Whoever it was had infected themselves as well. There had probably been no avoiding it. Strep 14-b was one of the most infectious diseases ever discovered and it would be all over every rover by now. Sitting on every surface, drifting in the air itself, just waiting for someone to come along and breathe it in. There would be no way for the remainer to avoid it and he would have known it. He probably thought he was being noble and honourable, being prepared to give his own life to accomplish his objective, but all Andrew felt was a sick fury. For the first time in his life he felt himself capable of killing a man, emotionally if not physically. Physically, he was barely capable of even holding a weapon, let alone wielding one, but if hatred alone could kill a man then the remainer was dead already.
David moaned in his sleep and turned over onto his side, curling into a fetal position and pulling the blanket up to his neck.

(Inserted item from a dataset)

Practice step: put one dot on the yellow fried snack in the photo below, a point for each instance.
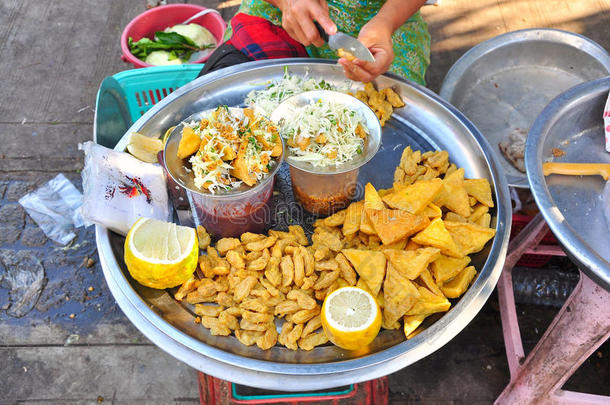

It left no part of his body visible except his sandy blonde hair, plastered to his scalp by perspiration. There was a medical thermometer on the bedside table beside him, probably left there by Susan. He put it to the boy's ear canal and looked at the reading. Thirty eight point three degrees. Hot, but not dangerously so. The acetaminophen Susan had been giving them was doing its work, for the time being at least. He thought about giving the boy another dose of the drug, then decided against it. A mild fever was the body's way of fighting an infection. The bacterium could tolerate the heat less well than the human body. The fever was slowing the disease's advance, giving them more time.
Weariness swept over him, but he couldn't bring himself to leave his family. He lay down on the bed beside his son, therefore, the soaked bedsheets between them. The boy's body glowed with heat as he put his arms around him, holding him close. Perhaps he'll beat the disease even without antibiotics, he thought. Some people had, after all. About one person in fifty. David was strong. If anyone had a chance to survive, he did.
As he was thinking this, fatigue and sickness finally overcame him and he fell asleep, lulled by the gentle rocking of the rover as it trundled its way across bumps and hollows. Left to make its way without human supervision, as best it could, towards what could be either their salvation or their doom.